Министры шустро отошли.
— Господа, — провозгласил Гыга. — Его Сиятельство вами доволен. За выдающиеся заслуги каждый из вас будет иметь честь приложиться к стопе Его Сиятельства. Внимание, господа.
Каземат сотрясло, из стены выдвинулось гигантское, покрытое лаком копыто. Видна была лишь его часть, прочее осталось в другом измерении. Завоняло потными ногами, тут никакой лак не помогал.
— Живее, господа, живее, — заторопил Гыга. — Не все скопом, по одному.
Курепов первый чеканным шагом приблизился к копыту, взасос поцеловал его, громко сказал: «Благодарю за честь, Ваше Сиятельство».
Следом за ним к сиятельной стопе потянулись остальные.
Когда Венька, стараясь не дышать, коснулся губами шершавого копыта, его вдруг пронзил электрический разряд. От боли Венька вскрикнул. Гыга реготнул и объяснил: «Это чтоб лучше запомнил».
Кирилла, кстати, тоже шарахнуло током.
Потом, когда все отцеловались, копыто вдвинулось обратно в стену, а сверху ссыпалась пригоршня таких же, как у Гыги, медалек, судя по звуку жестяных.
— Знак отличия, господа, — объявил Гыга, подбирая с пола медальки. — Он же знак невозвращения и особой благодати.
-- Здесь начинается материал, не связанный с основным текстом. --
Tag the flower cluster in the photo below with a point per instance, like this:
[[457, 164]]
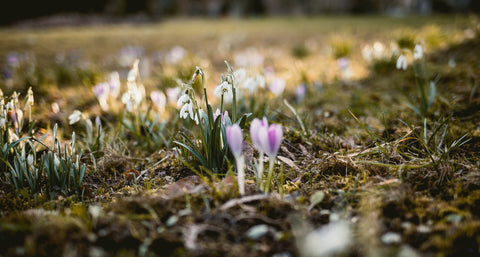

Вы уже не вернетесь в свой подвал, господа, в каждом новом воплощении вам суждено быть правителями.
Он разогнулся, весь красный от натуги, приказал сипло:
— Для награждения в колонну по одному становись…
Этой ночью Веньку мучили кошмары.
В самый разгар мучительного кровавого действа грянул будильник. Венька, потный, пьяный еще, с бешено колотящимся сердцем вывалился из сна.
Пора было вставать.
«Боже, когда же это кончится?» — подумал он, садясь на мокрой постели и нащупывая ногами тапки.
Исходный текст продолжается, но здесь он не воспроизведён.